We wsi Gałkino w obwodzie iwanowskim panuje cisza i spokój. Ale nie zawsze tak było. 40 lat temu tuż za wioską przeprowadzono planowany wybuch jądrowy. Ładunek o mocy 2,3 kilotony umieszczono ponad 600 metrów pod ziemią, w specjalnie wywierconej sztolni. Teren otoczyło wojsko.

- Siedzieliśmy na deskach koło domu. Patrzymy, a od tej strony las podnosi się, jakby zbliżała się do nas gigantyczna fala - mówi Wiaczesław Riabcow, mieszkaniec Gałkino.

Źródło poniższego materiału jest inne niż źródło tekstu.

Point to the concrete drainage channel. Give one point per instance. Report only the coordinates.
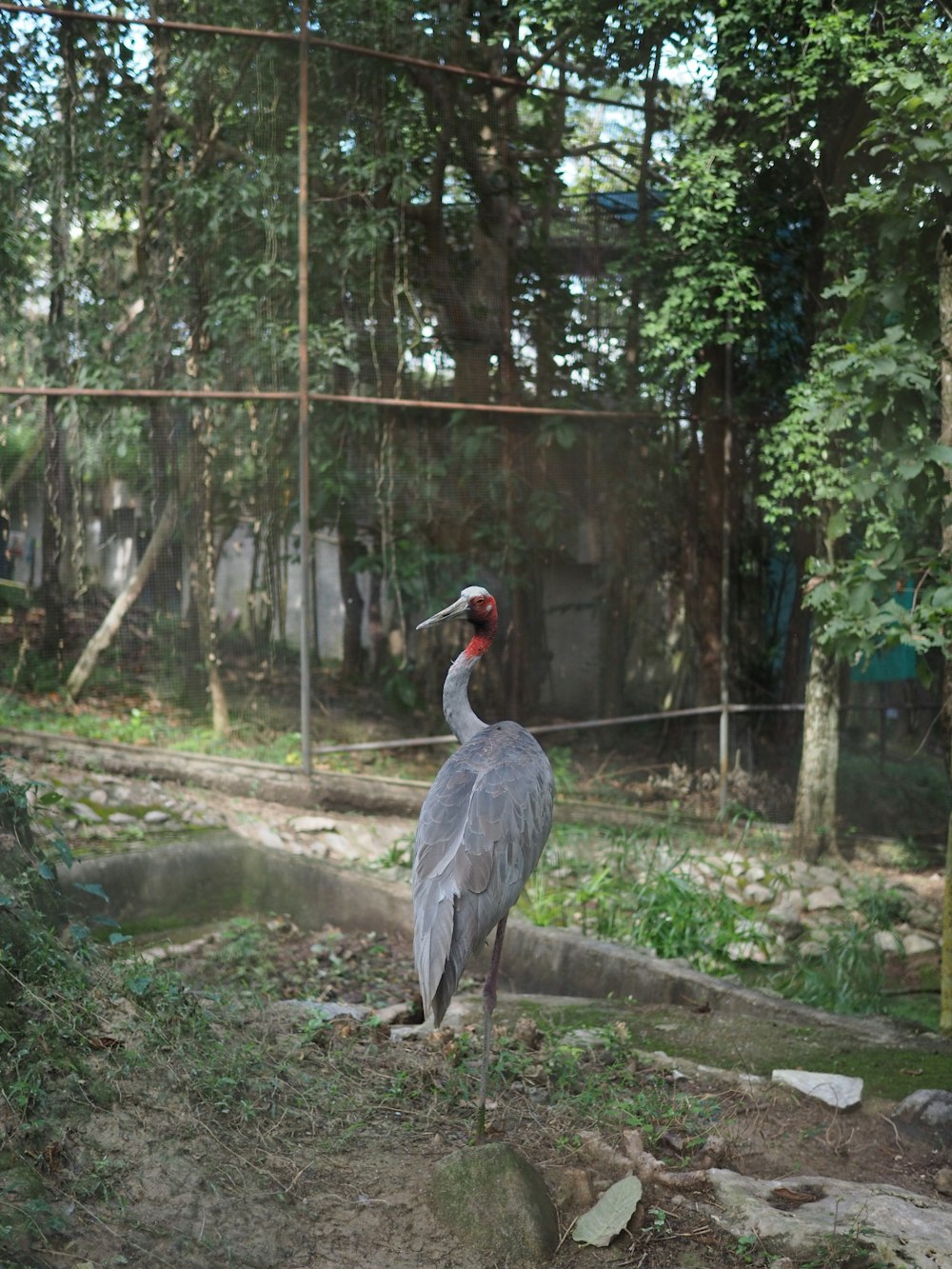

Szacuje się, że w latach 1965-988 przeprowadzono co najmniej 124 takie wybuchy. Miały pomagać w poszukiwaniach geologicznych, zwiększać wydobycie ropy naftowej i gazu. Większość miała miejsce głęboko pod ziemią, ale w Kazachstanie przy użyciu potężnego ładunku stworzono jezioro Czagan, w tajdze pod Uralem sprawdzano, czy można przy pomocy bomb atomowych wykopać kanał i zawrócić rzeki. Podejrzewa się, że część niezdetonowanych ładunków mogła do dziś pozostać w sztolniach.

Śmiercionośne, choć niewidzialne skutki

Choć skażenia miało nie być, skutki "pokojowych wybuchów" są nadal odczuwane. W jeziorze Czagan nikt się dziś nie kąpie. Są w Rosji miejsca, w których promieniowanie sięga 6 tysięcy mikrorentgenów na godzinę – 100 razy powyżej dopuszczalnej normy. Izotopy pojawiają się w źródłach wody pitnej. A mieszkańcy wiosek, w których dochodziło do eksplozji, skarżą się na choroby - głównie raka. - Ja poroniłam w szóstym miesiącu ciąży. A praktycznie wszystkich mężczyzn skosił rak - mówi Nadieżda Pietrowna, felczer z Gałkina.

Prócz tego, jak ostrzegają służby ochrony przyrody, żyjące w okolicy "atomowych wiosek" zwierzęta mogą być skażone, ale nadal urządza się na nie polowania. Promieniowanie to wróg, którego nie widać, dlatego nie zwraca się na niego uwagi.